24. The method of claim 23, wherein, The condition for receiving the first enable signal includes: The difference between the predicted first deviation obtained by inputting the first data into the first supplementary control model and the first deviation in the first sample set is less than a third threshold.
25. A microgrid control system, comprising: The system comprises a central modeling device, N local modeling devices, N end controllers and N microgrids, wherein the central modeling device is communicatively connected with the local modeling devices, the N local modeling devices comprise a first local modeling device, the N end controllers comprise a first end controller, the N microgrids comprise a first microgrid, the first local modeling device is communicatively connected with the first end controller, the first end controller is communicatively connected with the first microgrid, the microgrid comprises a local controller of one or more distributed energy sources, and N is a positive integer; the central modeling device is the electronic device of any one of claims 10-12, the first local modeling device is the electronic device of any one of claims 13-21, and the first end controller is the electronic device of any one of claims 22-24.

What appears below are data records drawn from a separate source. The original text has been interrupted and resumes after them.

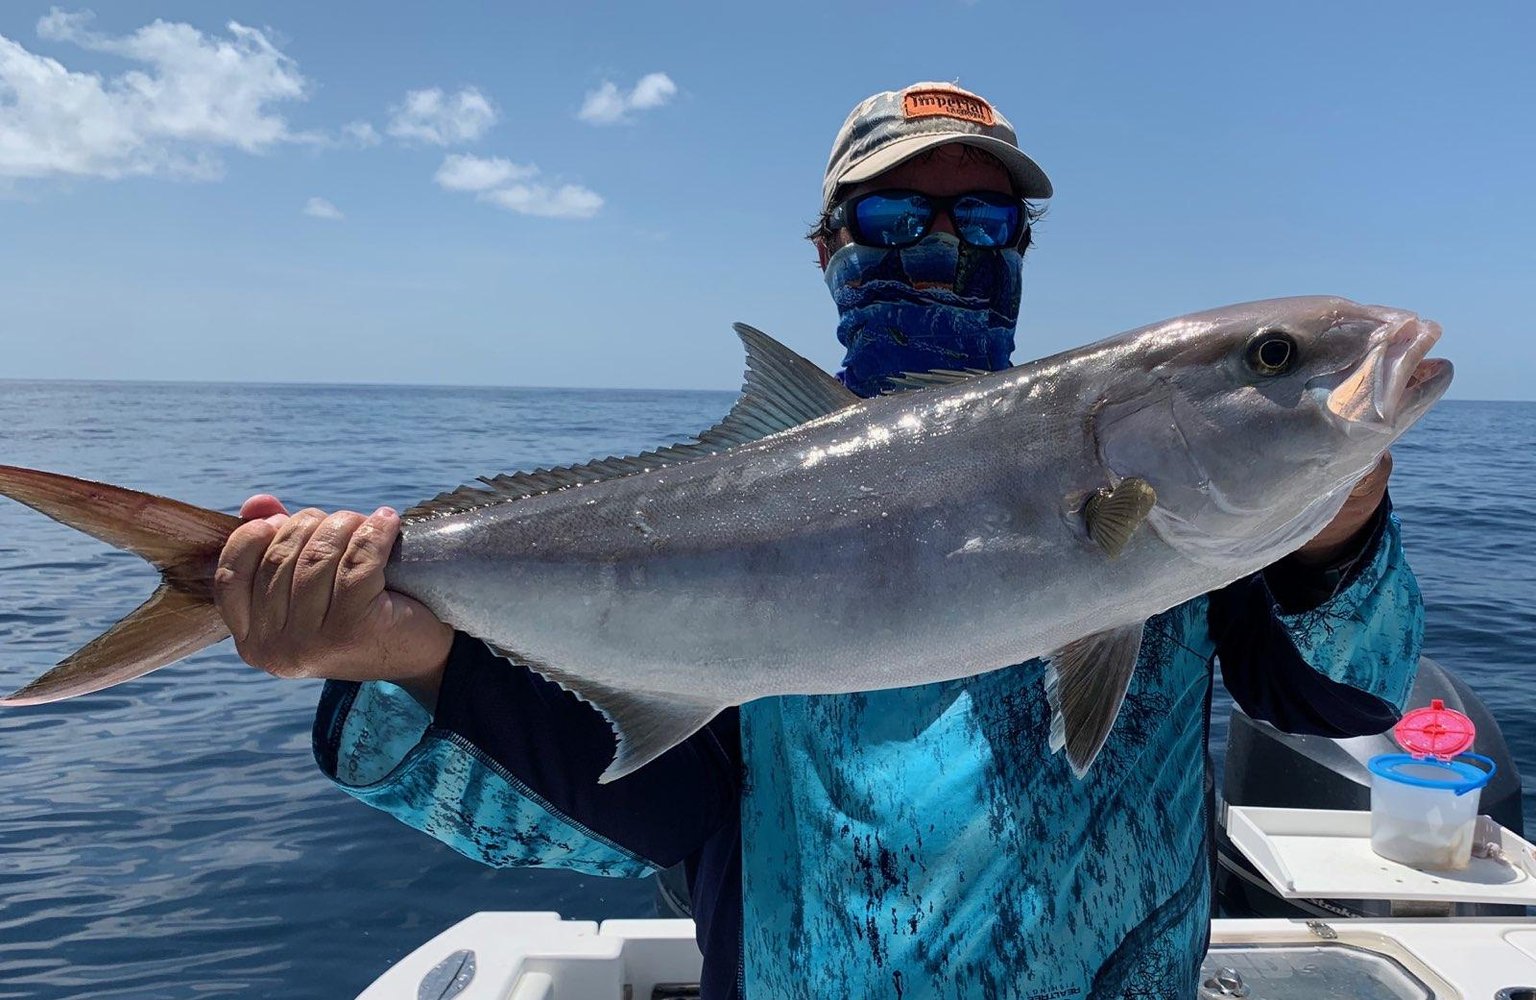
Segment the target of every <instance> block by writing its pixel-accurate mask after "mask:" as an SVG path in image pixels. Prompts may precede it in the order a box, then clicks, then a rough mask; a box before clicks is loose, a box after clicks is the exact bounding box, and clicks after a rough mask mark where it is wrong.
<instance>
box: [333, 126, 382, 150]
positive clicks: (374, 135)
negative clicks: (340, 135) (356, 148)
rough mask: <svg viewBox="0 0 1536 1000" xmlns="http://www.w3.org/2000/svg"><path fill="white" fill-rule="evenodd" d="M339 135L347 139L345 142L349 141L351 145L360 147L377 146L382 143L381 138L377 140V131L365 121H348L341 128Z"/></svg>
mask: <svg viewBox="0 0 1536 1000" xmlns="http://www.w3.org/2000/svg"><path fill="white" fill-rule="evenodd" d="M341 134H343V135H344V137H347V140H350V141H352V143H355V144H358V146H362V147H369V146H378V144H379V143H382V141H384V140H382V138H379V131H378V129H375V127H373V126H372V124H369V123H367V121H349V123H347V124H344V126H341Z"/></svg>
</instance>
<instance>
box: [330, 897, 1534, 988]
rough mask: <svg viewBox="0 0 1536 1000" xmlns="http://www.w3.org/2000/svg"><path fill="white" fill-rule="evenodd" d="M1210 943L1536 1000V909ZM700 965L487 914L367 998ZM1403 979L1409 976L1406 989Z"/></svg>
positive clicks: (1336, 925) (678, 946)
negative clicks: (1369, 960)
mask: <svg viewBox="0 0 1536 1000" xmlns="http://www.w3.org/2000/svg"><path fill="white" fill-rule="evenodd" d="M1330 935H1332V937H1330ZM1210 943H1212V957H1210V960H1209V962H1207V972H1209V971H1213V969H1217V968H1230V969H1235V971H1236V972H1238V974H1240V975H1243V978H1244V982H1246V985H1247V986H1249V989H1250V991H1252V992H1250V994H1249V995H1252V997H1264V998H1266V1000H1332V998H1335V997H1336V998H1338V1000H1359V998H1361V997H1370V998H1376V997H1435V1000H1495V998H1499V1000H1536V919H1522V920H1501V919H1458V920H1447V919H1412V920H1407V919H1405V920H1335V922H1329V923H1327V925H1321V923H1318V922H1306V920H1213V922H1212V942H1210ZM1286 946H1290V949H1289V951H1287V948H1286ZM1233 948H1238V949H1236V951H1233ZM1344 952H1347V954H1344ZM1359 952H1370V955H1379V957H1381V959H1384V960H1385V962H1381V960H1379V959H1369V957H1367V960H1372V962H1376V968H1373V969H1372V971H1369V974H1367V972H1346V974H1344V975H1339V974H1333V972H1329V971H1326V969H1321V968H1319V963H1318V962H1316V960H1315V959H1316V957H1318V955H1322V954H1341V955H1342V957H1344V960H1346V962H1352V960H1353V962H1358V960H1359V959H1361V954H1359ZM468 968H472V969H473V974H472V975H465V971H467V969H468ZM699 968H700V959H699V948H697V945H696V943H694V928H693V922H691V920H607V922H604V923H602V925H598V923H596V922H590V920H561V917H559V914H554V912H478V914H475V916H472V917H468V919H465V920H462V922H459V923H458V925H455V926H452V928H449V929H447V931H444V932H442V934H439V935H438V937H435V939H432V940H430V942H427V943H425V945H422V946H421V948H418V949H416V951H415V952H412V954H410V955H407V957H406V959H402V960H401V962H399V963H398V965H395V966H393V968H392V969H389V971H387V972H386V974H384V975H381V977H379V978H378V982H375V983H373V985H372V986H369V989H366V991H364V992H362V994H361V995H359V997H358V1000H554V998H556V997H558V998H559V1000H647V998H650V997H653V995H667V994H668V991H667V989H662V991H659V992H653V991H656V988H657V986H667V985H676V983H696V982H697V978H699ZM1379 969H1385V971H1387V972H1385V975H1382V974H1381V971H1379ZM455 972H456V974H458V982H455ZM1352 975H1353V977H1355V978H1350V977H1352ZM1399 980H1401V983H1404V985H1405V986H1402V988H1401V989H1402V992H1395V989H1398V986H1395V983H1396V982H1399ZM455 986H458V991H456V992H455ZM1499 991H1510V992H1505V994H1502V995H1501V992H1499ZM1203 995H1212V997H1220V995H1243V994H1221V992H1209V994H1203Z"/></svg>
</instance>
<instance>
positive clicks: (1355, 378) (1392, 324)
mask: <svg viewBox="0 0 1536 1000" xmlns="http://www.w3.org/2000/svg"><path fill="white" fill-rule="evenodd" d="M1439 338H1441V326H1439V324H1438V323H1435V321H1433V320H1421V318H1418V316H1415V315H1412V313H1407V315H1402V318H1401V320H1398V321H1396V323H1395V324H1392V326H1390V327H1385V329H1384V332H1382V335H1381V336H1379V338H1378V343H1376V346H1375V347H1372V350H1370V353H1369V355H1367V356H1366V359H1364V361H1361V364H1359V367H1358V369H1355V372H1353V373H1352V375H1350V376H1349V378H1346V379H1344V381H1342V382H1339V384H1338V386H1335V387H1333V390H1332V392H1329V396H1327V407H1329V410H1332V412H1333V415H1336V416H1339V418H1342V419H1346V421H1350V422H1366V424H1381V425H1384V427H1387V429H1392V430H1398V432H1401V430H1405V429H1407V427H1409V425H1410V424H1413V421H1416V419H1418V418H1419V416H1422V415H1424V412H1425V410H1428V409H1430V406H1433V404H1435V401H1436V399H1439V398H1441V396H1442V395H1445V390H1447V389H1448V387H1450V381H1452V376H1453V375H1455V367H1453V366H1452V363H1450V361H1447V359H1444V358H1430V356H1428V353H1430V350H1432V349H1433V347H1435V344H1436V343H1438V341H1439Z"/></svg>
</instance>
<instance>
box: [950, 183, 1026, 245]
mask: <svg viewBox="0 0 1536 1000" xmlns="http://www.w3.org/2000/svg"><path fill="white" fill-rule="evenodd" d="M951 215H952V218H954V220H955V235H957V237H960V240H962V241H965V243H969V244H971V246H985V247H998V246H1012V244H1014V243H1015V241H1017V240H1018V224H1020V221H1021V215H1023V210H1021V207H1020V206H1018V203H1015V201H1001V200H997V201H992V200H988V198H980V197H977V195H966V197H963V198H957V200H955V203H954V207H952V209H951Z"/></svg>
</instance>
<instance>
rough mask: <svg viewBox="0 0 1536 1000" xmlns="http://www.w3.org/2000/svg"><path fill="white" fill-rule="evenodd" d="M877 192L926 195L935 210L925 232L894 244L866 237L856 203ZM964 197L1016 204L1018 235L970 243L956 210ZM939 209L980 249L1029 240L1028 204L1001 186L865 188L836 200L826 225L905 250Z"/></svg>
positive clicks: (959, 229)
mask: <svg viewBox="0 0 1536 1000" xmlns="http://www.w3.org/2000/svg"><path fill="white" fill-rule="evenodd" d="M876 195H880V197H885V198H891V200H899V198H903V197H909V195H915V197H919V198H926V200H928V203H929V204H931V206H932V214H931V215H929V217H928V221H926V223H923V227H922V232H919V233H917V235H915V237H914V238H912V240H911V241H908V243H894V244H888V243H869V241H866V240H865V238H863V237H865V233H863V226H860V224H859V212H857V203H860V201H863V200H865V198H872V197H876ZM965 198H978V200H982V201H988V200H992V201H994V203H1000V201H1008V203H1011V204H1014V206H1017V207H1018V221H1020V226H1018V237H1015V238H1014V241H1012V243H1000V244H997V246H988V244H985V243H971V241H969V240H966V238H965V237H963V235H962V233H960V229H962V226H960V221H958V220H957V218H955V214H954V207H955V203H957V201H962V200H965ZM940 212H943V214H945V215H948V217H949V223H951V226H954V229H955V238H957V240H960V243H963V244H965V246H969V247H975V249H978V250H1014V249H1023V247H1026V246H1028V244H1029V206H1028V204H1026V203H1025V200H1023V198H1020V197H1017V195H1005V194H1003V192H1000V190H963V192H960V194H957V195H931V194H928V192H926V190H914V189H911V187H882V189H880V190H866V192H863V194H862V195H854V197H851V198H843V200H842V201H839V203H837V204H834V206H833V207H831V209H829V210H828V212H826V227H828V229H833V230H837V229H848V232H849V235H852V238H854V243H857V244H859V246H866V247H874V249H877V250H903V249H906V247H909V246H915V244H917V243H919V241H922V240H923V238H925V237H928V235H929V233H931V232H932V230H934V223H935V221H937V220H938V214H940Z"/></svg>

26. An electronic device, comprising: The electronic device comprises one or more processors and one or more memories; wherein the one or more memories are coupled with the one or more processors, and the one or more memories are configured to store computer program codes, the computer program codes comprising computer instructions which, when executed by the one or more processors, cause the execution of the method of any one of claims 10-12, 13-21 or 22-24.
27. A computer readable storage medium having stored thereon a computer program, characterized in that, The computer program, when running on an electronic device, causes the execution of the method of any one of claims 10-12, 13-21 or 22-24.
28. A computer program product comprising a computer program, characterised in that, The computer program, when executed by a processor, implements the method of any one of claims 10-12, 13-21 or 22-24.